An additional 27 women have come forward to the Washington Post to accuse Charlie Rose of sexual harassment and misconduct. Fourteen CBS News employees and 13 women who worked with Rose elsewhere, say that the former CBS This Morning anchor and 60 Minutes correspondent groped or harassed them. This news follows a Post report from November in which eight women alleged Rose made lewd phone calls, walked around naked, and more. Rose was then fired from CBS and his eponymous PBS show was cancelled. In response to the Post’s report with the 27 new allegations, Rose replied: “Your story is unfair and inaccurate.”

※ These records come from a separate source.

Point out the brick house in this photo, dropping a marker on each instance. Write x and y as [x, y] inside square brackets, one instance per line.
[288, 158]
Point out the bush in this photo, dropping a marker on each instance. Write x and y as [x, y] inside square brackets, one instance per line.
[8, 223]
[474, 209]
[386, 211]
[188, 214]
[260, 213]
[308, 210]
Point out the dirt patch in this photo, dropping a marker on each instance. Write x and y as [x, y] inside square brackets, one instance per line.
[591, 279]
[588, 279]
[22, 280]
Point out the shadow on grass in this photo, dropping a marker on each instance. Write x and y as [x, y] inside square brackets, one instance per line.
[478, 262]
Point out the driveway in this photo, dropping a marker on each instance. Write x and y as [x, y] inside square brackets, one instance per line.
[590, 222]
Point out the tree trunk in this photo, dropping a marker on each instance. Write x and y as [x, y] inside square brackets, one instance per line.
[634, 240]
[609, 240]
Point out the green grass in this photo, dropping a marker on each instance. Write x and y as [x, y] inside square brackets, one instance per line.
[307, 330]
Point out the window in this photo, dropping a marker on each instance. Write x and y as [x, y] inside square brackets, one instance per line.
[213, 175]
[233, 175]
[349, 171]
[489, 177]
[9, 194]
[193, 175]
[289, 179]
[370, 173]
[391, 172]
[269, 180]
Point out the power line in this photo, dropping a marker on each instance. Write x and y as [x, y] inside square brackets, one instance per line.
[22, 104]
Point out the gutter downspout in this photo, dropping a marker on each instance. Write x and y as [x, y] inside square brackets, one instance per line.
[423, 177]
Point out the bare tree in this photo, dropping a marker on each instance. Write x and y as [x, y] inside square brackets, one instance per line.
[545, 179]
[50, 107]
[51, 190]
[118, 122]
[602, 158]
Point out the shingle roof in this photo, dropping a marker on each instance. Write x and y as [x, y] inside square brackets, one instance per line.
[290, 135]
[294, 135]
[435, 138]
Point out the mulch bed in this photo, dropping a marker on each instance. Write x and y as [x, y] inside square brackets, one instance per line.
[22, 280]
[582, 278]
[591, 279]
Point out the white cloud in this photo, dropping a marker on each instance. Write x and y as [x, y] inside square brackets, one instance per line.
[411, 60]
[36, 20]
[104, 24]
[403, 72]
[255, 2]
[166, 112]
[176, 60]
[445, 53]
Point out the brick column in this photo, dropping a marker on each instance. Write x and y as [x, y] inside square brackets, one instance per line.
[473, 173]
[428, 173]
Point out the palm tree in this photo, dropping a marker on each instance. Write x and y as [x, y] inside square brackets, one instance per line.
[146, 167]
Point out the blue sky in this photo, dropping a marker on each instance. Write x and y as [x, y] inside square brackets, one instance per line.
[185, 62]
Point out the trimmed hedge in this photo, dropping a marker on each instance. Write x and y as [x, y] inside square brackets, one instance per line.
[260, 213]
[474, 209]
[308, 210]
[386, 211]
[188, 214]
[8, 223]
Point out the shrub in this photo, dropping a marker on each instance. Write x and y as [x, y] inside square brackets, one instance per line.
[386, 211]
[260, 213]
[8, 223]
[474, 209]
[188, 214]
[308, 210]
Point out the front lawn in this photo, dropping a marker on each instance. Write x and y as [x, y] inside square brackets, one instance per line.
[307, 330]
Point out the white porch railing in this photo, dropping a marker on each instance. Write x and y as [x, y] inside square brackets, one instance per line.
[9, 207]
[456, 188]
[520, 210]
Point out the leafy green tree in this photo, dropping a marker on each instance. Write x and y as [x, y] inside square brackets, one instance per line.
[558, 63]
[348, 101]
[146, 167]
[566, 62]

The new allegations against Rose date back to the 1970s. Former research assistant Joana Matthias, now 63, told the Post that Rose exposed his penis and touched her breasts when they worked together at NBC News’s Washington bureau. During Rose’s time at CBS, women described much of the same behavior: He allegedly groped woman employees, asked personal questions about their sex lives, walked around naked, “pawed” at them, and more. Brooks Harris, a CBS assistant in her 20s, said Rose often took her to expensive lunches and hired her for his PBS show, where he allegedly once suggested she have sex with another female assistant.
At least three times, according to the Post, Rose’s conduct was flagged to CBS higher-ups: in 1986, in 2011 after he was named co-anchor of CBS Morning News, and again in early 2017. Accusers told the Post they felt the news organization prioritized the careers of male stars, a claim which CBS denies. “Since we terminated Charlie Rose, we’ve worked to strengthen existing systems to ensure a safe environment where everyone can do their best work,” a statement from CBS News said, adding that it had no human resources complaints against the ex-anchor on file.
An attorney representing three women named in the Post’s newest report — Harris, former Charlie Rose assistant Sydney McNeal, and former Morning News assistant Chelsea Wei — say they plan to file a lawsuit alleging Rose subjected them to “repeated physical and verbal sexual harassment.” In the time since his firing, Rose has reportedly been splitting time between his mansions, and working on a comeback show of sorts, highlighting men accused of harassment and abuse in the age of #MeToo.